# DerivaML Dataset

DerivaML is a class library built on the Deriva Scientific Asset management system that is designed to help simplify a number of the basic operations associated with building and testing ML libraries based on common toolkits such as TensorFlow.  This notebook reviews the basic features of the DerivaML library.

## Set up DerivaML  for test case

In [2]:
%load_ext autoreload
%autoreload 2

In [3]:
from deriva.core.utils.globus_auth_utils import GlobusNativeLogin
from deriva_ml.demo_catalog import create_demo_catalog, DemoML
from deriva_ml import MLVocab, DatasetBag, ExecutionConfiguration, Workflow, DerivaSystemColumns
import pandas as pd
from IPython.display import display, Markdown, HTML, JSON

Set the details for the catalog we want and authenticate to the server if needed.

In [4]:
hostname = 'dev.eye-ai.org'
domain_schema = 'demo-schema'

gnl = GlobusNativeLogin(host=hostname)
if gnl.is_logged_in([hostname]):
    print("You are already logged in.")
else:
    gnl.login([hostname], no_local_server=True, no_browser=True, refresh_tokens=True, update_bdbag_keychain=True)
    print("Login Successful")


You are already logged in.


Create a test catalog and get an instance of the DemoML class.

In [5]:
test_catalog = create_demo_catalog(hostname, domain_schema)
ml_instance = DemoML(hostname, test_catalog.catalog_id)

## Configure DerivaML Datasets

In Deriva-ML a dataset is used to aggregate instances of entities.  However, before we can create any datasets, we must configure 
Deriva-ML for the specifics of the datasets.  The first stp is we need to tell Deriva-ML what types of use defined objects can be associated with a dataset.  

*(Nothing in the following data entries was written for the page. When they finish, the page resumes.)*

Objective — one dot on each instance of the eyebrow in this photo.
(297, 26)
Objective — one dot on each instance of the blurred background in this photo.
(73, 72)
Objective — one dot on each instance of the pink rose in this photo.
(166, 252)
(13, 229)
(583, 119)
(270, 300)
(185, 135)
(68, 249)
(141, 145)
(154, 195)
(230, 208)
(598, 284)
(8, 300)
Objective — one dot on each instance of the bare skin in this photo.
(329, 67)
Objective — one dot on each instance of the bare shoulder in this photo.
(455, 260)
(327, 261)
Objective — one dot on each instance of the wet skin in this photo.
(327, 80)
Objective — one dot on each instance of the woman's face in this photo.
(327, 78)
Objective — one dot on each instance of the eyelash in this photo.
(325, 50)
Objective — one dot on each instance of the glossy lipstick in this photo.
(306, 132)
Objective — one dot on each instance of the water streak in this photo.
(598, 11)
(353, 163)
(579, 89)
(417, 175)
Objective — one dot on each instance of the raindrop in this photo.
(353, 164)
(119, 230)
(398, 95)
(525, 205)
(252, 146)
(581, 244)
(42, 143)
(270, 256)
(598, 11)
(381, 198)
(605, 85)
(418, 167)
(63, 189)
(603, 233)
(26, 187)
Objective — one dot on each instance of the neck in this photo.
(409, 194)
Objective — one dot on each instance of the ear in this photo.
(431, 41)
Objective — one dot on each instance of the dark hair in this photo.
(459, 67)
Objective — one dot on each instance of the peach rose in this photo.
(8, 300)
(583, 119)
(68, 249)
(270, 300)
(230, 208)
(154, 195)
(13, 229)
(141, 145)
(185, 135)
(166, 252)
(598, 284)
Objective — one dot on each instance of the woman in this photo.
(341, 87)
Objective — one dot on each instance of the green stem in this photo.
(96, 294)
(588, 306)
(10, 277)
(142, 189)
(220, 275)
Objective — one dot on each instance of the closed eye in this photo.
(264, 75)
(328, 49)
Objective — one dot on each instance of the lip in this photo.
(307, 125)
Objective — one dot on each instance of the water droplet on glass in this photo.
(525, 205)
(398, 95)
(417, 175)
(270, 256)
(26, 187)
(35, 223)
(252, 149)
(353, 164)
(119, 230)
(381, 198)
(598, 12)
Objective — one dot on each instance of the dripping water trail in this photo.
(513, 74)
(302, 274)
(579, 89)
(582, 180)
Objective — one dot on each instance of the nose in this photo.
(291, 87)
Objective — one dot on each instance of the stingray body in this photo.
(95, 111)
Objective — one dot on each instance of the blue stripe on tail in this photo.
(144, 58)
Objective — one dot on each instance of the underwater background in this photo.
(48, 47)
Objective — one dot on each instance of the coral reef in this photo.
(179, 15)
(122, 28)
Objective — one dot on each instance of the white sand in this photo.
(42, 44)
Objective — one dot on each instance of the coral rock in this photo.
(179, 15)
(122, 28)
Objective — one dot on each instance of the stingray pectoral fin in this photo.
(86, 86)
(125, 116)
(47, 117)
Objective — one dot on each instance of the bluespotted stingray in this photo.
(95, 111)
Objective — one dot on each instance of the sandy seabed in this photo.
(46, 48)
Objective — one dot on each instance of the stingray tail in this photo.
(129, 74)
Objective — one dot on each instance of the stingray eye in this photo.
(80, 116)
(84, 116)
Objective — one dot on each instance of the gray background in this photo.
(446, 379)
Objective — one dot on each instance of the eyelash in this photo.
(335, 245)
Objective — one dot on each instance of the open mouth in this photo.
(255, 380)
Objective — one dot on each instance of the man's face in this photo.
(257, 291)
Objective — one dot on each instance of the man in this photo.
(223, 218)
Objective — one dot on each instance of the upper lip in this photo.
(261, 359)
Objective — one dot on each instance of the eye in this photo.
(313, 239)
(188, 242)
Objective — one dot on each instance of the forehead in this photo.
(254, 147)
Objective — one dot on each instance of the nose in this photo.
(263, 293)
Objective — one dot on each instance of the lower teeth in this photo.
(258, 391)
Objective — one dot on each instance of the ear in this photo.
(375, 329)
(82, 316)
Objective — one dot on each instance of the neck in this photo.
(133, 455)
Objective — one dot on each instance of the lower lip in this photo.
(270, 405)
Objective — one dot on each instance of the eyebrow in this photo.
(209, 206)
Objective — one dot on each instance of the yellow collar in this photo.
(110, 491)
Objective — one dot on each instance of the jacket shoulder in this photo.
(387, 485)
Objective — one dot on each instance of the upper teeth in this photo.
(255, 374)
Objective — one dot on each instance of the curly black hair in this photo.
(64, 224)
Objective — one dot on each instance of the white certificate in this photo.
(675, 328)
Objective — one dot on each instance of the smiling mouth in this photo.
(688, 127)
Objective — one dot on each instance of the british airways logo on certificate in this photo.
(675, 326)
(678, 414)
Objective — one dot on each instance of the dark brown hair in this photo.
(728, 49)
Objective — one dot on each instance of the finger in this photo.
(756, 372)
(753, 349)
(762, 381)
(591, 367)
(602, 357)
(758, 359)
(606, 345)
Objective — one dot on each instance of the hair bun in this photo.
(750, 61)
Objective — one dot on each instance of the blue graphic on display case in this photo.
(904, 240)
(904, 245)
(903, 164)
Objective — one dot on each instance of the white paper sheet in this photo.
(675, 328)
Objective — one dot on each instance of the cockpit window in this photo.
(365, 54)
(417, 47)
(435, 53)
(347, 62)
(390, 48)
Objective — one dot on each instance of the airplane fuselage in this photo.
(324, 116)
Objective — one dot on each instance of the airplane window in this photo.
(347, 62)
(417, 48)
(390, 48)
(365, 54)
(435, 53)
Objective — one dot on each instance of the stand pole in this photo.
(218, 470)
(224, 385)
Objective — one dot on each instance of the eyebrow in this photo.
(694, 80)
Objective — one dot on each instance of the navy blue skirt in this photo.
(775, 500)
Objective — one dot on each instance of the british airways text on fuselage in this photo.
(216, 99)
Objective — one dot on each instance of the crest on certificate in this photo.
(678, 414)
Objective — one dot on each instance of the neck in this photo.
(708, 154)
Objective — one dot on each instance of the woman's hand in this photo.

Note that out of the box, Deriva-ML is configured to allow datasets to contained dataset (i.e. nested datasets), so we don't need to do anything for that specific configuration.

In [6]:
print(f"Current dataset_table element types: {[a.name for a in ml_instance.list_dataset_element_types()]}")
ml_instance.add_dataset_element_type("Subject")
ml_instance.add_dataset_element_type("Image")
print(f"New dataset_table element types {[a.name for a in ml_instance.list_dataset_element_types()]}")

Current dataset_table element types: ['Dataset']
New dataset_table element types ['Dataset', 'Subject', 'Image']


Now that we have configured our datasets, we need to identify the dataset types so we can distinguish between them.

In [7]:
# Create a new dataset_table
ml_instance.add_term(MLVocab.dataset_type, "DemoSet", description="A test dataset_table")
ml_instance.add_term(MLVocab.dataset_type, 'Partitioned', description="A partitioned dataset_table for ML training.")
ml_instance.add_term(MLVocab.dataset_type, "Subject", description="A test dataset_table")
ml_instance.add_term(MLVocab.dataset_type, "Image", description="A test dataset_table")
ml_instance.add_term(MLVocab.dataset_type, "Training", description="Training dataset_table")
ml_instance.add_term(MLVocab.dataset_type, "Testing", description="Training dataset_table")
ml_instance.add_term(MLVocab.dataset_type, "Validation", description="Validation dataset_table")

ml_instance.list_vocabulary_terms(MLVocab.dataset_type)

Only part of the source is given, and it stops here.